La servitude de tour d’échelle ne résulte d’aucun texte de loi. C’est la jurisprudence* qui en a progressivement délimité les contours en établissant ce que l’on peut envisager de faire ou pas sur la propriété de son voisin. Cette servitude, qui est en fait un droit d’usage, s’applique lorsque l’on habite si près de la propriété voisine qu’il est nécessaire d’y accéder, d’y poser une échelle, voire un échafaudage afin de réaliser des travaux d’entretien de la partie du bâtiment existant concerné.

Cette servitude permet de profiter d’un droit de passage temporaire et fait partie des obligations de bon voisinage. Seules conditions : n’avoir aucun autre recours pour remédier au problème et avoir besoin d’effectuer des travaux pour le maintien en bon état du bien. Notez que cela ne concerne pas les murs mitoyens. Dans le cas d’une mitoyenneté, la propriété est partagée par les propriétaires et chacun se doit d’entretenir le côté qui lui revient.

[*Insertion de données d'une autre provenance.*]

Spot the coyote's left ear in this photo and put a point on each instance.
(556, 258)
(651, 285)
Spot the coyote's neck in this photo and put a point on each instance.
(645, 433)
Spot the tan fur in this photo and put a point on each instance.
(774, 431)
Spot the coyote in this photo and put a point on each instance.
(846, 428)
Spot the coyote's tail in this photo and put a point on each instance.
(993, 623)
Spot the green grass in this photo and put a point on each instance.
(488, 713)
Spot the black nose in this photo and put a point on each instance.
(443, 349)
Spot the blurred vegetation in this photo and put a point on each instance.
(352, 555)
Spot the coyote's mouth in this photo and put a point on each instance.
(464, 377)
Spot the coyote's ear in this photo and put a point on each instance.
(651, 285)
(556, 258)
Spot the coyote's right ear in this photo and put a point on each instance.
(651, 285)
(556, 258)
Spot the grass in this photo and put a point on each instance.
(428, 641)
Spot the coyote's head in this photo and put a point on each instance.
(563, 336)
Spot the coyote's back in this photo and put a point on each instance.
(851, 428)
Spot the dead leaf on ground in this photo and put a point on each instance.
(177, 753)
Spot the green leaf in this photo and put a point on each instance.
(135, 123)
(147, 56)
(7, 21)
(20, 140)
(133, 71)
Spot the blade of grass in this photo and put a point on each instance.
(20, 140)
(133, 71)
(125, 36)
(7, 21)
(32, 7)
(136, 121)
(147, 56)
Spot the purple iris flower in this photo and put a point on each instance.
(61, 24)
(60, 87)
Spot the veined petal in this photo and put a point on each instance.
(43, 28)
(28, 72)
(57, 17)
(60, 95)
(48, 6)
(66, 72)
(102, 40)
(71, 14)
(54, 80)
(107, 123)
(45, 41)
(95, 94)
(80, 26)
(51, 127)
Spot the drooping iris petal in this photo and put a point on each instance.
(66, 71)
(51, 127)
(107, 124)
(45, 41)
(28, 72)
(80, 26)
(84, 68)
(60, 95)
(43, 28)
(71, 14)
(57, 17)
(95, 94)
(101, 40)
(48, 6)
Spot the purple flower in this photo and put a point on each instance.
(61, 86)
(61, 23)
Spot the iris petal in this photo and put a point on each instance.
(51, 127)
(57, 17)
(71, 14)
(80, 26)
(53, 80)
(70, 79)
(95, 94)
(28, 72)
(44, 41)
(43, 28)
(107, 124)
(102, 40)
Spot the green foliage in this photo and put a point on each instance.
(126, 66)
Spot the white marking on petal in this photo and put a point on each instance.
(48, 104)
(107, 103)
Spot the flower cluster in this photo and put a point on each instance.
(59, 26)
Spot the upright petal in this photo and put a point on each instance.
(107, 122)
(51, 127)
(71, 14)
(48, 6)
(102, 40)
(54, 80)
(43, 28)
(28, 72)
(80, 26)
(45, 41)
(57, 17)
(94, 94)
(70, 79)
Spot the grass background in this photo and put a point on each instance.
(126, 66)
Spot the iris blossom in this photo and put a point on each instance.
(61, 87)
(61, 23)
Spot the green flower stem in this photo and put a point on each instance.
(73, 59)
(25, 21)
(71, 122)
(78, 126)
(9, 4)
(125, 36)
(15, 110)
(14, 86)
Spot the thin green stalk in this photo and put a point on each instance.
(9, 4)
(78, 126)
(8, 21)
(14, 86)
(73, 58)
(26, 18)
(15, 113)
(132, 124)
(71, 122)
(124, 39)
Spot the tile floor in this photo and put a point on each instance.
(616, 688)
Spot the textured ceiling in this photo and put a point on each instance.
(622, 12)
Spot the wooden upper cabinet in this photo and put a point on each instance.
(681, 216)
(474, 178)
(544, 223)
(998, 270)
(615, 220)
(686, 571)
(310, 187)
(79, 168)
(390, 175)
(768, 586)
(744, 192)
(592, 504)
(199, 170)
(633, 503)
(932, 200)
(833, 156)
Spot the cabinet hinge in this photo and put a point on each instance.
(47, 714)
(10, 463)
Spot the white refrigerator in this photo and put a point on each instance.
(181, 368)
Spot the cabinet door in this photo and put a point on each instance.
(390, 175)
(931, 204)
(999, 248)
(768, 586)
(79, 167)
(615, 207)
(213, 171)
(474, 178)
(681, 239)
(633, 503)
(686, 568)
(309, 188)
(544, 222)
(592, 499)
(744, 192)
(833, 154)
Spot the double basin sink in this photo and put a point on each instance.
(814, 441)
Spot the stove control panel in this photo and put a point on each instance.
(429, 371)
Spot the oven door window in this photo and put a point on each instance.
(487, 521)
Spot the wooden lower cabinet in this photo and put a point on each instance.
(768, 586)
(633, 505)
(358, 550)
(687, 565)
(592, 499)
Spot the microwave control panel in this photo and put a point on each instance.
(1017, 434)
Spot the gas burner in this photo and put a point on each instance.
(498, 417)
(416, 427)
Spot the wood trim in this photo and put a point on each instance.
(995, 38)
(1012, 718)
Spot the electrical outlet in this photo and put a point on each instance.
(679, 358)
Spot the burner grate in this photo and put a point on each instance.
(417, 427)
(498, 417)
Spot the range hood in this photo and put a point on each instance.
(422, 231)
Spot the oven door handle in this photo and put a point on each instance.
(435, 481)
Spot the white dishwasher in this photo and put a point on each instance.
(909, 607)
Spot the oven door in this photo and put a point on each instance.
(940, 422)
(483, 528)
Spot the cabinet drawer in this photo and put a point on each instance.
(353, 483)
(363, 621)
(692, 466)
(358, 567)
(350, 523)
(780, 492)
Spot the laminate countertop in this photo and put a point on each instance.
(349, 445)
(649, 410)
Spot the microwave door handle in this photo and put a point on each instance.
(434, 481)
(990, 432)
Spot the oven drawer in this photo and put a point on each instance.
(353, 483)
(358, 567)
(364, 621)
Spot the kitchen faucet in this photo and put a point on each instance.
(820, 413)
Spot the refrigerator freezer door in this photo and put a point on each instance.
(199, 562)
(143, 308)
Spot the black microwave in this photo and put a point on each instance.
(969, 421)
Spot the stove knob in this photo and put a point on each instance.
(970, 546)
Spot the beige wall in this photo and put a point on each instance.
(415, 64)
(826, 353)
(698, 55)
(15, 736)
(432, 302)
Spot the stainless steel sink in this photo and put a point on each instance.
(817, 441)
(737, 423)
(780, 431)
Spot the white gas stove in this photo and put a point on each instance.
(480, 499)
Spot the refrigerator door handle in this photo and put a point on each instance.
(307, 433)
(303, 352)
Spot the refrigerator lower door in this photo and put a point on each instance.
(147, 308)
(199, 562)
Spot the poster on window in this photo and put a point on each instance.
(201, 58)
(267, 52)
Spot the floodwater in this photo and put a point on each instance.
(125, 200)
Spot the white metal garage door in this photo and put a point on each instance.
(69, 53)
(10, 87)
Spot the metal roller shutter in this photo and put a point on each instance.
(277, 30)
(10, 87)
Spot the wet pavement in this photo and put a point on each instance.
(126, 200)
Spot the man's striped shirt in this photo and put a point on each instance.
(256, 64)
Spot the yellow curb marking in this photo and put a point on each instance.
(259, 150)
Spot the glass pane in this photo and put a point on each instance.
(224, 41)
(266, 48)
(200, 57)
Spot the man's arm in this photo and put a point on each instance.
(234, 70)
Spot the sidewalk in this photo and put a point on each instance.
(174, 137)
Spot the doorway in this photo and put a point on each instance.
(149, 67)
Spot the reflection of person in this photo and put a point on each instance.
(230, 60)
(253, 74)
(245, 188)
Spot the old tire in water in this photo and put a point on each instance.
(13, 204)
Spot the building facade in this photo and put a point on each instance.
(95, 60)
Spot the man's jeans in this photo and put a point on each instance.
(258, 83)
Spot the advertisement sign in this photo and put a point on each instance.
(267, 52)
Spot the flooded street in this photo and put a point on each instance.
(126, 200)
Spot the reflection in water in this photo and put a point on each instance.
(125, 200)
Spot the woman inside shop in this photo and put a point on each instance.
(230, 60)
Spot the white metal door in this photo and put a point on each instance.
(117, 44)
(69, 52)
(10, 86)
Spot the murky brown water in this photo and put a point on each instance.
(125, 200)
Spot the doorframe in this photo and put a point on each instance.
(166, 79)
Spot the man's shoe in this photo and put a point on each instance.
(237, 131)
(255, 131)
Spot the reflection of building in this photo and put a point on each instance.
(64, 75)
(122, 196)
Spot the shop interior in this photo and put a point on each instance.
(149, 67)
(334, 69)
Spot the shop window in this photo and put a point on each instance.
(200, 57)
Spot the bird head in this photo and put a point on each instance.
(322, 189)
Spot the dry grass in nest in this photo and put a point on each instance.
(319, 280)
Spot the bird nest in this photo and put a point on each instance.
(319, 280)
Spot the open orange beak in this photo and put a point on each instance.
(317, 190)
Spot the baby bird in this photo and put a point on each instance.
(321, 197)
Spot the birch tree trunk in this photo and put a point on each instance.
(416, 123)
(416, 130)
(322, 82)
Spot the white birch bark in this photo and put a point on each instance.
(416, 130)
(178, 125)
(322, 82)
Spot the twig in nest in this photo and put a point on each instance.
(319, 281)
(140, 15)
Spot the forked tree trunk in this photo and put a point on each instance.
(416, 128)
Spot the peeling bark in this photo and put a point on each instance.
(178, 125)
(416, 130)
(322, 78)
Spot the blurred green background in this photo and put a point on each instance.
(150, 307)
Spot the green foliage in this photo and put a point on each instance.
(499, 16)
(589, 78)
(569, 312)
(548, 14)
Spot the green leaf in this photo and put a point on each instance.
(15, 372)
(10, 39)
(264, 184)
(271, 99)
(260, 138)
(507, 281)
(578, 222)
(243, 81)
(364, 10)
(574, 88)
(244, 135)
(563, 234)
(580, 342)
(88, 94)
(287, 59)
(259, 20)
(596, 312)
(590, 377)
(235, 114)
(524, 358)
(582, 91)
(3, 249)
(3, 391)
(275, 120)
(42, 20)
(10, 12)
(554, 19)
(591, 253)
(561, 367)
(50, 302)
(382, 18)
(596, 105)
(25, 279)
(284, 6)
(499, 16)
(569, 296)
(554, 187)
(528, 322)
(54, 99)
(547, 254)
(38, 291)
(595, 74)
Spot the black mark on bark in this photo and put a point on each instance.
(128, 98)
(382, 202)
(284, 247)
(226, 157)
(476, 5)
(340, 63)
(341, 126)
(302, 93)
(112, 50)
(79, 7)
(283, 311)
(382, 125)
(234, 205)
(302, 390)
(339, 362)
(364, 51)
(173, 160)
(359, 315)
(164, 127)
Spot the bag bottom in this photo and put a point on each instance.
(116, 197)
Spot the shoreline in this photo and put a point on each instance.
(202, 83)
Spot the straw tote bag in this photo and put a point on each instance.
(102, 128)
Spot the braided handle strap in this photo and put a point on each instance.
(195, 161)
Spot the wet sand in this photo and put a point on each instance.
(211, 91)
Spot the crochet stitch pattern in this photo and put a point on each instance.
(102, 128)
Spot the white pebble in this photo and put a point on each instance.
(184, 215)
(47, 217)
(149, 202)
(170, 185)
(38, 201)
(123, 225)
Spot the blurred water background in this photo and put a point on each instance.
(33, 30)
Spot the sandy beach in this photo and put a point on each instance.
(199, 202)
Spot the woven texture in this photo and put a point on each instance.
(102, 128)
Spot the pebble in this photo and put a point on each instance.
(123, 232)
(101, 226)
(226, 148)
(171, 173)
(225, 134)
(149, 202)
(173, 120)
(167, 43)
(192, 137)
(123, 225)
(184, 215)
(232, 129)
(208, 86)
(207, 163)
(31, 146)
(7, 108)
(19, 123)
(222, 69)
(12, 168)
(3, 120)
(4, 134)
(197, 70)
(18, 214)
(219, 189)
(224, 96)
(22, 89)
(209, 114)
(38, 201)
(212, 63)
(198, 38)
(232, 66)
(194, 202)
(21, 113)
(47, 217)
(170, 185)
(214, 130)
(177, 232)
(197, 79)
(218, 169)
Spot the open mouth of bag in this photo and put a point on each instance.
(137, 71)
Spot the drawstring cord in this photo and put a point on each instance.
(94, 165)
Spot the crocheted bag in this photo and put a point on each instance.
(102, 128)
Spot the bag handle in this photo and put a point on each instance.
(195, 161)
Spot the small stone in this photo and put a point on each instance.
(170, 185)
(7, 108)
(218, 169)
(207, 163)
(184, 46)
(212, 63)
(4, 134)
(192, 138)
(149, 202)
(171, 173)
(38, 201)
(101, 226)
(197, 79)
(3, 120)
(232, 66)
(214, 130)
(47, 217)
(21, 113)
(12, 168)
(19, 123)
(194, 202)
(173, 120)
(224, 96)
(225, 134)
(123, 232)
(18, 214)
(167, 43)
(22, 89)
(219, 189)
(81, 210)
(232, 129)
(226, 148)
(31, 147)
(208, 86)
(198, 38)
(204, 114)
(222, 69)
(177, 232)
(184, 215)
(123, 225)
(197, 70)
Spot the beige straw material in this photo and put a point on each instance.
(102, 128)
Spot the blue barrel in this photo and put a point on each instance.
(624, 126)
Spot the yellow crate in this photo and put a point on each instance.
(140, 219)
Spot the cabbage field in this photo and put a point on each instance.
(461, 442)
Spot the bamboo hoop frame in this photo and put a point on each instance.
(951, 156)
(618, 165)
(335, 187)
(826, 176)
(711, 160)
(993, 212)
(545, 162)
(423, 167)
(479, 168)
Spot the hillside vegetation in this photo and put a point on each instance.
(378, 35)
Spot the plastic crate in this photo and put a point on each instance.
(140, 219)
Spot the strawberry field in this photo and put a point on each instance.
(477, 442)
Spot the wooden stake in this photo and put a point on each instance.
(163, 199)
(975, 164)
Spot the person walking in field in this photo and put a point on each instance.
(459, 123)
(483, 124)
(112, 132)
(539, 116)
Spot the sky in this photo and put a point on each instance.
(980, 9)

Dans quels cas peut-on invoquer la servitude de tour d’échelle ?

Sensément, on peut invoquer ce droit uniquement lors de travaux concernant l’entretien de son habitat ou des réparations indispensables. On pense à un ravalement de façade, à la réparation d’une façade ou d’un toit, par exemple. Il est important de savoir que la jurisprudence réserve cette servitude – qui constitue une atteinte à la propriété – aux biens déjà existants, à condition que cela n’occasionne pas de gêne excessive. Par exemple, s’il vous prend l’envie de transformer votre garage en loft et d’invoquer le droit de passer chez votre voisin pour cela, ce dernier peut refuser. Ces travaux ne sont pas indispensables à l’entretien de votre bien.

Comment procéder dans les règles de l’art ?

Pour établir une servitude de tour d’échelle en bonne et due forme, il faut commencer par aller discuter avec votre voisin afin de lui présenter le topo du projet. Tout cela se passe à l’amiable, mais nous conseillons de tout mettre par écrit, afin que personne ne puisse jouer de mauvaise foi. Pour cela, préciser la nature des travaux, la date à laquelle ils vont avoir lieu, leur durée estimée, ainsi que l’indemnisation prévue en cas de dégradations (par exemple, si votre échafaudage abîme la haie ou la pelouse). Aussi, il est plus sage d’effectuer un état des lieux avant et après travaux, de préférence avec un huissier, toujours pour éviter les mauvaises surprises éventuelles et la mauvaise foi.

Note aux voisins peu coopératifs

Vous pouvez vous opposer au passage de votre voisin sur votre propriété si sa requête ne remplit pas les critères fixés par la jurisprudence. Si vous ne parvenez pas à un accord, seul le juge peut trancher et décider si le refus est abusif ou non. Il peut alors autoriser votre voisin à passer ponctuellement chez vous, s’il juge que les travaux à réaliser sont urgents et/ou indispensables au maintien du bien en bon état. Notez que le juge peut décider de l’indemnisation à verser au voisin dérangé, si la gêne est vraiment notable. Mais il peut aussi demander au voisin ayant refusé abusivement le droit de passage de verser des dommages et intérêts à celui qui demande à réaliser ses travaux, en plus de subir le tour d’échelle.

Vous l’aurez compris, personne n’a vraiment intérêt à abuser de cette servitude de tour d’échelle.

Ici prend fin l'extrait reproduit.